After the First Draft

You’ve finished the first draft of your manuscript. One hundred thousand words carefully constructed over the last twelve months. Now, what happens?

It’s probably a good idea to set it aside for a while. There’s no rule I know of for how long. When you come back to it, read it through. Odds are, you’ll stil love it, but you’ll notice places where it slows down, gets off track, or isn’t interesting. Ask yourself, why?

I usually overdo descriptions of food and location in the first draft. It’s fun when I’m writing and discovering, but it often doesn’t add to the plot or characterization. Is your piece heavy on narrative, endless dialogue with nothing going on? Just make notes. You’ll come back to it. What about filter words like: to hear, to think, to touch, to wonder, and a dozen more? Words that pull the reader out of the character’s actions–that tell instead of showing.

As you get into the first edit and revision, you’ll discover much about writing you didn’t know before. How do you show character emotions?

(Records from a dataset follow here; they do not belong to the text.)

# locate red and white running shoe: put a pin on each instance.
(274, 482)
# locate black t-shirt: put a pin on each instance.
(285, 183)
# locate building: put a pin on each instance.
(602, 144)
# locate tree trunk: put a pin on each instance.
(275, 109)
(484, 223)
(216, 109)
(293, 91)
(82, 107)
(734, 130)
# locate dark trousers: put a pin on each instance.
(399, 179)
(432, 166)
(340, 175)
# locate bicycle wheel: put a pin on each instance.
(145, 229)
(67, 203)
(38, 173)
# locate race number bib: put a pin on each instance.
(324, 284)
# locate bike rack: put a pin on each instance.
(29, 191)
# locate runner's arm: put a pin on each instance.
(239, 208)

Discover not what you would think or do, but how your character would respond.. Know your characters not as words on a page but as living, thinking entities–speaking not for you but for themselves.

Now, dig into the structure and form of each sentence–varying length and words, finding the lyrics and making sure each statement is clear. Do the paragraphs have form–beginning, middle, and end–even if the paragraph is only a sentence? Do your scenes have style, a clear point of view, time frame, location, and relevance to plot and character arcs.

Are your chapters complete within themselves? Do they make sense in that they start with certain conditions and they end with well defined new conditions that move the plot along. Is the story a story? Does it have a theme in that it has a definite purpose that fulfills your objective–humor, moral, adventure, intrigue–whatever you intended? Is it a page turner?

Only after you’ve answered all these requirements, plus a decent grammar check, are you ready to hand it over to beta readers.